Sabía que era ridículo mirar el teléfono cada cinco minutos, pero habían prometido llamarlo cuando fuesen al hospital. El primer nieto. Su hija Ina había salido de cuentas hacía dos semanas y Göte no comprendía cómo ella y su yerno podían estar tan tranquilos. Y sí, para ser sincero, había notado incluso cierta irritación cuando llamaba hasta diez veces al día para preguntar si había novedades, pero es que tenía la sensación de que él estaba mucho más preocupado que ellos. Las últimas noches se las había pasado casi en blanco, mirando ya el reloj, ya el teléfono. Esas cosas tenían tendencia a ocurrir por la noche. ¿Y si se dormía profundamente y no oía su llamada?
Bostezó. Tanta vigilia nocturna había empezado a minarle las fuerzas. Fueron tantos los sentimientos que despertó en él la noticia, cuando Ina y Jesper le contaron que iban a tener un hijo… Se lo dijeron un par de días después de que él sufriera el ataque y la ambulancia lo llevara al servicio de urgencias de Uddevalla. En realidad, habían pensado esperar un poco, era muy pronto y ellos mismos acababan de enterarse. Pero nadie creía que Göte fuese a sobrevivir. Ni siquiera estaban seguros de que pudiese oírlos en la cama del hospital, conectado a un montón de tubos y aparatos.
Pero sí los oyó, oyó todas y cada una de las palabras que dijeron. Y en ellas halló su tozudez el apoyo que necesitaba. Algo por lo que vivir. Iba a ser abuelo. Su única hija, la luz de su vida, iba a tener un bebé. ¿Cómo iba a perderse algo así? Sabía que Britt-Marie estaba esperándolo y, en realidad, no habría tenido nada en contra de dejarse ir para reencontrarse con ella. La había echado de menos cada día, cada minuto de todos los años que transcurrieron desde que él y su hija se quedaron solos. Sin embargo, ahora iban a necesitarlo, y así se lo explicó a Britt-Marie.

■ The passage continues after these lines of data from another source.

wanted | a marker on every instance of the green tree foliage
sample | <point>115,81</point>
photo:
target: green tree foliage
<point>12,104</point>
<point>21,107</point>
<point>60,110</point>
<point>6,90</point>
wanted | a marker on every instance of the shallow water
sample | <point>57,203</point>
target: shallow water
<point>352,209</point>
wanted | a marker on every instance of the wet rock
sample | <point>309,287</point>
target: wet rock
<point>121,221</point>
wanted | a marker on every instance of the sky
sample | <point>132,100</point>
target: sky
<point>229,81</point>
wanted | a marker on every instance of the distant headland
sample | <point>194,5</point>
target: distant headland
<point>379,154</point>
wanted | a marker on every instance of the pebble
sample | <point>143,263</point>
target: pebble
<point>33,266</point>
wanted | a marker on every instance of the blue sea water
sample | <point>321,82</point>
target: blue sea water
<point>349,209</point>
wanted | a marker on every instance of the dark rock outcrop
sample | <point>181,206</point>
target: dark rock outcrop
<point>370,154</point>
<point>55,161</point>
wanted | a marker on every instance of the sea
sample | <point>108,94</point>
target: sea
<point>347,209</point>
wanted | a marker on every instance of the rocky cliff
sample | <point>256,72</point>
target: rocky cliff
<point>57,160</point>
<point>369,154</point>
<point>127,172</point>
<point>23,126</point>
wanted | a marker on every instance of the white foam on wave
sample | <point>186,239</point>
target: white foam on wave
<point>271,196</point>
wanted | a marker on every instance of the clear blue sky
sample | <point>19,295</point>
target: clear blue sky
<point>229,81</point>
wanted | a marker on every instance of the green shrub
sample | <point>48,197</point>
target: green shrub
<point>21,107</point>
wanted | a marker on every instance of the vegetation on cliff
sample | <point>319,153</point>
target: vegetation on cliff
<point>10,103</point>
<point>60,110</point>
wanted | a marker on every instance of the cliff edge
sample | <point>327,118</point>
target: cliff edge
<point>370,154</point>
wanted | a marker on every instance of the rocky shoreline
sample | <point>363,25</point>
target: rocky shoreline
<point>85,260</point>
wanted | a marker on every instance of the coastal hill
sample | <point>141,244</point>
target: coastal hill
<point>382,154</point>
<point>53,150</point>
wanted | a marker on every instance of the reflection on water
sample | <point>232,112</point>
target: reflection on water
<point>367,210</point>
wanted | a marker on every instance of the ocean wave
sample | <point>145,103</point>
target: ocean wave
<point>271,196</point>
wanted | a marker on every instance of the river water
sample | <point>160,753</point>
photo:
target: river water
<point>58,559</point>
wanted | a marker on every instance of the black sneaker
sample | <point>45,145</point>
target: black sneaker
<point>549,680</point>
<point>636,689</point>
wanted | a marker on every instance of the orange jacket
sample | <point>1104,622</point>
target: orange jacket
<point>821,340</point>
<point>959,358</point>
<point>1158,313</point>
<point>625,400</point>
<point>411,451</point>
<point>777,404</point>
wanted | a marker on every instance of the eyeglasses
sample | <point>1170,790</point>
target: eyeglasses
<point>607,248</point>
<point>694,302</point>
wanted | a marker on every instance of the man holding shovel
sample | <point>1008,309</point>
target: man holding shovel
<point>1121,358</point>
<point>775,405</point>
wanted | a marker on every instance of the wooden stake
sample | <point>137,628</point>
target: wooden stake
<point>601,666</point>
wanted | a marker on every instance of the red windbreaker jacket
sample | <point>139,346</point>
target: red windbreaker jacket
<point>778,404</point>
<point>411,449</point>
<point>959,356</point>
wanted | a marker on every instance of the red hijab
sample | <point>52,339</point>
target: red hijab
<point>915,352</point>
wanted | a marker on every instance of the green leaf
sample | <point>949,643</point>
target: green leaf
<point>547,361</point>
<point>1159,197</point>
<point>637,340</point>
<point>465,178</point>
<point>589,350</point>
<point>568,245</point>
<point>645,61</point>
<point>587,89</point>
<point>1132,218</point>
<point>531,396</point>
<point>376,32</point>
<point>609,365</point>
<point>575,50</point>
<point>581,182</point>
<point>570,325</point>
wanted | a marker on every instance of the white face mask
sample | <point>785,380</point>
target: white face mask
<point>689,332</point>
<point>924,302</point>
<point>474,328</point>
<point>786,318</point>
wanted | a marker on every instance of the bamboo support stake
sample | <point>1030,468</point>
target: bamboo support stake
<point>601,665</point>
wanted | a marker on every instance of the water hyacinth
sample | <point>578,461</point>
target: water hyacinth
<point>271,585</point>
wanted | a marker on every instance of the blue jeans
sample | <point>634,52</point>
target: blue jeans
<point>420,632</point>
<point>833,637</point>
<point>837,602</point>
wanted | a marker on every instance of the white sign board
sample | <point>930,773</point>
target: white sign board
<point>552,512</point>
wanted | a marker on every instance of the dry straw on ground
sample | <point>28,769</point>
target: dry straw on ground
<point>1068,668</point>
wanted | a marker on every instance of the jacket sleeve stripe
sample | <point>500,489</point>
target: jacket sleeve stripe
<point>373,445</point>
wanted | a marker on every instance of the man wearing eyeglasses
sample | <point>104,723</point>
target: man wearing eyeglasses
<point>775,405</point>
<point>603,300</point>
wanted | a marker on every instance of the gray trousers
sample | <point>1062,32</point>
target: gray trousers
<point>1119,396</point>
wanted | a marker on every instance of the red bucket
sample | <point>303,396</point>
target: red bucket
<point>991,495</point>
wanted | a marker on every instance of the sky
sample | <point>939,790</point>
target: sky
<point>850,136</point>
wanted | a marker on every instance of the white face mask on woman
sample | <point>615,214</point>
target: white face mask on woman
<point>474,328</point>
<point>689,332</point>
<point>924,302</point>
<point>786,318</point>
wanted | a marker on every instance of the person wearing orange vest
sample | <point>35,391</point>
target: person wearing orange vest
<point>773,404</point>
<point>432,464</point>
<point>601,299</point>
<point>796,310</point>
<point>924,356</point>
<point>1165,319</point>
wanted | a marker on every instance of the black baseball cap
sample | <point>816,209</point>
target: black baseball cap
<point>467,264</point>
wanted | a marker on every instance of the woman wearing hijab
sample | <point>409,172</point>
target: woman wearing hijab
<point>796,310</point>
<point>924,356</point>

Le dijo que aún no podía ir con ella, que su pequeña iba a necesitarlo en este mundo.
Britt-Marie lo comprendió. Tal y como él esperaba. Se había despertado de nuevo, había abandonado aquella ensoñación tan diferente y tan atractiva por tantos motivos. Salió de la cama y cada paso que fue dando a partir de aquel momento, lo daba por el pequeño, o la pequeña. Tenía tanto que dar y pensaba usar cada minuto de más que le había tocado vivir para mimar a su nieto. Por mucho que Ina y Jesper protestaran, era el privilegio de todo abuelo.
El teléfono resonó chillón en el bolsillo y Göte dio un respingo, sumido como estaba en sus cavilaciones. Cogió el aparato con tal ansia que a punto estuvo de caérsele de las manos. Miró la pantalla y sufrió una gran decepción al ver en ella el nombre de un buen amigo. No se atrevía a responder, no quería que les diera la señal de ocupado si llamaban.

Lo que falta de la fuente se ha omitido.